「反戦平和の手帖」を読んだ

「反戦平和の手帖」

 C・ダグラス・ラミス氏と喜納昌吉氏の「反戦平和の手帖 ―あなたしかできない新しいこと (集英社新書)」(集英社新書)を読んだ。
 この本は対談形式になっているのだが、私はとくにダグラス=ラミス氏の現在のイラク情勢のとらえ方*1、戦争の最前線で戦い続けると98パーセントの人間がノイローゼになるという話*2アメリカ人のダグラス=ラミス氏が日本国憲法を支持すればするほど、日本人の多くが支持しなくなってきたという皮肉、学問論*3とも言うべきカリフォルニア大学の日本研究ゼミ責任者であったロバート=スカラピーノ氏の仕事に対する評価の話、アメリカ合州国の歴史的好戦性の話、「新アメリカ世紀プロジェクト」の話、キリスト教的「愛」についての話などを面白く読んだ。
 元海兵隊員でもあるダグラス=ラミス氏は、元大学教授で、20年間津田塾大学で教鞭をとられたが、随所に見られる氏の学問論的な姿勢に垣間見られるように、一言でいうならば、ダグラス=ラミス氏の生き方と闘う姿勢を学ぶことができる。

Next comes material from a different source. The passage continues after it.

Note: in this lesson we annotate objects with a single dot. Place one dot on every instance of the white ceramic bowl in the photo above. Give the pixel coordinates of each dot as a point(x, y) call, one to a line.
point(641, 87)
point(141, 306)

*1:「米国が不正な戦争をやっていることを認める人は多くいるかもしれないが、米国が負ける戦争をやっているということを信じられる人は少ないだろう」とラミス氏は書いている。勝てない戦争という意味では、現在のイラク情勢がベトナム戦争の状況に似ていると私は思う。

*2:この対談の中でも紹介されているが、アレン=ネルソン氏の話を私は思い出した。

*3:学問論としては、ワシントン州リッチランドにあるハンフォード原子力施設のプルトニウム専門家の批判すべき生き方などが面白かった。